Commissioning editors identify books or media products to publish in order to build up a publisher's list. They commission work by finding authors or responding to book proposals. Their role is rather like that of a buyer. They also ensure authors deliver typescripts to specification and on time.

The role is most associated with book publishing. In magazine publishing, commissioning editors commission writers to produce articles and features.

This occupation is a mid to senior level post requiring suitable experience and ability. An initial entrant is likely to be recruited into a more junior position, such as editorial assistant, which may then lead on to a career as a commissioning editor.

Typical work activities

Commissioning editors are involved with a project at every stage. They are the key link between the initial proposal for a book or product and the published work.

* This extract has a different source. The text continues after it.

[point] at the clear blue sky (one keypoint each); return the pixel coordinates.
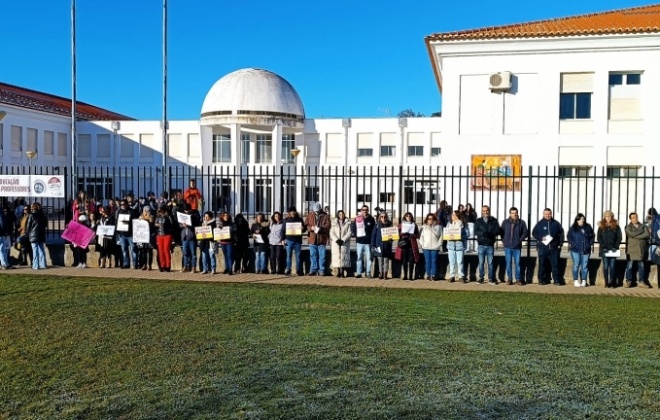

To develop their publisher's list, commissioning editors research their field in order to learn about trends and gaps in the market. For this purpose, they:

  • attend book fairs;
  • conduct internet research;
  • draw up surveys to identify demand;
  • attend relevant conferences.

Typical work activities involve:

  • building up a publisher's list of titles for a specific genre;
  • managing the list in the current market as well as identifying future markets and new products/titles with commercial potential;
  • researching developing market trends on a national and international level;
  • identifying, developing and supporting projects and authors;
  • meeting with other commissioning editors and senior editors to discuss new proposals;
  • reading and evaluating book proposals and manuscripts offered by authors and agents, as well as assessing their suitability for the list;
  • negotiating contract terms with authors and agents;
  • liaising with authors and reviewers throughout the production;
  • maintaining a book publishing programme and monitoring progress throughout the publication process;
  • organising book launches and signings;
  • working with administration, finance, budgets and strategy;
  • providing data and contributing to marketing and sales activities;
  • managing the 'back-list' (titles already published) and making decisions on whether to reprint, revise, make a new edition or put out of print.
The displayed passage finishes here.